British Woman Rachel D Pictured In Bali Jail Over £1.6m Cocaine Haul

PICTURED: Second British Woman Held Over Bali Drug Haul

A British woman facing the death penalty after being arrested in Bali on suspicion of being part of a million pound drug smuggling ring has been pictured at an Indonesian police station for the first time.

Rachel D was arrested but shouted "it is a fit up"

Known only as Rachel D, she is seen make-up free and looking drained in a prison jumpsuit.

Rachel shouted the customs sting was a "fit up" and that she was being badly treated in prison.

She told ITV reporter Angus Walker through the bars in her cell: "It's a fit up, get us a decent lawyer."
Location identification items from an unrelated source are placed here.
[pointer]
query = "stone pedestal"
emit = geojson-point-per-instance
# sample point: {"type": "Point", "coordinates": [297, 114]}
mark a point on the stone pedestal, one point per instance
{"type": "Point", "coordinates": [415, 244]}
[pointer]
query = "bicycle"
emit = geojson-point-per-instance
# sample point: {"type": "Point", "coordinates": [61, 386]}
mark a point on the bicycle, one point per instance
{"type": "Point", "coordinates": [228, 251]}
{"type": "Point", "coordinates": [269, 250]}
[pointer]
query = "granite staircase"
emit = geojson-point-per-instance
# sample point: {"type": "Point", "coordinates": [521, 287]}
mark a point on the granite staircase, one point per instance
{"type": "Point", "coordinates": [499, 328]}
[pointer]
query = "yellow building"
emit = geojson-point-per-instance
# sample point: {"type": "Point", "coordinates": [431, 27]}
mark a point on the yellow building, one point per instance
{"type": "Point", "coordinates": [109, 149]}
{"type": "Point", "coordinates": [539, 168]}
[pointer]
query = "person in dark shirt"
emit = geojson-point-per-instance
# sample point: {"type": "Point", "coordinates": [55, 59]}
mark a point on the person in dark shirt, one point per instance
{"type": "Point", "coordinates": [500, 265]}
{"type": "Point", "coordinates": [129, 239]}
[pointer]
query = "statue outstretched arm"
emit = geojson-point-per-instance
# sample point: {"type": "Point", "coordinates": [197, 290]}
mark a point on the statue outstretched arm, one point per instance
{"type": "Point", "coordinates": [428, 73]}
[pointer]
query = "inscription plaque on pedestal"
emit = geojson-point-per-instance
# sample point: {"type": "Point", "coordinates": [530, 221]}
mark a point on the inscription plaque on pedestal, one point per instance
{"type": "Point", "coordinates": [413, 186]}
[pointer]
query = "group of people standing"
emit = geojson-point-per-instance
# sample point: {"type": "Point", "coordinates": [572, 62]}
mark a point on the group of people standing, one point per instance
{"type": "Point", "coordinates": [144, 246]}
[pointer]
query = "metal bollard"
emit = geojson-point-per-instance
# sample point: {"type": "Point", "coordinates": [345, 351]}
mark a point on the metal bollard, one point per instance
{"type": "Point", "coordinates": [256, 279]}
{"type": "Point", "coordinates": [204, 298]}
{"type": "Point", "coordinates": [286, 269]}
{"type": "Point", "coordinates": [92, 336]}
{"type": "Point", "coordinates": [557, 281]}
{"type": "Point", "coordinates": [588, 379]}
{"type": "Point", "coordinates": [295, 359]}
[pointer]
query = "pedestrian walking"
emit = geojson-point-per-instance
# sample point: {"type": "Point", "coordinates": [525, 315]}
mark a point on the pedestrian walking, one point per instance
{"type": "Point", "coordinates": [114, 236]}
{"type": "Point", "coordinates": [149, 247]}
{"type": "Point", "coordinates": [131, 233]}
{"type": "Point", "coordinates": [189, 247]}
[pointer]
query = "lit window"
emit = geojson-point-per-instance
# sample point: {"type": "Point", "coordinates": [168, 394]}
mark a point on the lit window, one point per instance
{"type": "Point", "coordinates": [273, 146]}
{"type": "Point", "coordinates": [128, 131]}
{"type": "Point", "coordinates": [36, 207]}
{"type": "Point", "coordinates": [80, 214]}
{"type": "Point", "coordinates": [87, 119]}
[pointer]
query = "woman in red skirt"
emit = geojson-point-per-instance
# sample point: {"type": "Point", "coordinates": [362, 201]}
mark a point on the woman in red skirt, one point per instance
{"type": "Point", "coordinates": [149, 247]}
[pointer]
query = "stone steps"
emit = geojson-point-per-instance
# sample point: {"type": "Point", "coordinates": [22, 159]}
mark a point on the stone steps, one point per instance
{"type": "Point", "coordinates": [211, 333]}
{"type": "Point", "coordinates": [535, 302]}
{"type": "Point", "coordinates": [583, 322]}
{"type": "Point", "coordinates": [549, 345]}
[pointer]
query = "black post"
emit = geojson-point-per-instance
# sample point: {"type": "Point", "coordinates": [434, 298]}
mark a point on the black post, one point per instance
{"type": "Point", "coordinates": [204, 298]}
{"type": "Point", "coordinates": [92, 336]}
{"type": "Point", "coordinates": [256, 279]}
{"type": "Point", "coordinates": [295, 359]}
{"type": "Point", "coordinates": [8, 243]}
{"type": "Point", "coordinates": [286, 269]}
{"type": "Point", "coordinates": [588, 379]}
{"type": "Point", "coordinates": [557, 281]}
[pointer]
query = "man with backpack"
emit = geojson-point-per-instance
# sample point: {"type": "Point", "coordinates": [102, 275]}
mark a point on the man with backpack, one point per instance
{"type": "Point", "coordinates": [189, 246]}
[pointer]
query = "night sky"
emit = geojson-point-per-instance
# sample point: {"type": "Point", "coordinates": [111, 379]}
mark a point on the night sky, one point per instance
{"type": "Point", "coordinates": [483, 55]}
Rachel was arrested alongside housewife Lindsay Sandiford, 55, who could face the death penalty after being found with £1.6m of cocaine in Bali, after Sandiford reportedly agreed to set up a sting operation.

According to the Daily Mail she was detained alongside her husband, with the two thought to be the ring-leaders of the gang.

Housewife Lindsay Sandiford, who faces the death penalty

A friend of Sandiford told ITV's Daybreak on Tuesday she remembered her as "someone that helped me", adding she was "very surprised" at her arrest abroad.

"Our children played rugby for Cheltenham and, because I wasn't driving at the time, she'd transport my children, so I helped her with jobs around the house," she said.

"I just can't believe that she's gone that low. I'm just gobsmacked."

Drug traffickers are now more likely to enlist western tourists because they do not fit the stereotype of a drug mule, according to a lecturer in criminology.

Jennifer Fleetwood, a University of Kent expert in drug mules and the drug trade, said: "There is no such thing as a typical drugs mule.

"Nowadays, traffickers are more likely to employ pensioners, teenagers and western tourists in the hope of evading detection.

"A significant minority of drug mules are coerced or threatened into the risky business carrying drugs across borders.

Furthermore, few drug mules know where they are travelling to or what they will carry until the last minute. By then, it is impossible to back out."

Dr Fleetwood said: "Researchers and campaigners worldwide agree that drug mules are minor players. Most earn pitiful sums of money for taking the risk for others."

Indonesia has extremely strict drug laws and convicted smugglers are executed. More than 140 people are on death row, a third of them foreigners.

The drugs were found hidden in the lining of a suitcase she was carrying, officials said.

Sandiford told police she only agreed to make the trip because her children in England were being threatened, according to the Australian Associated Press (AAP) news agency.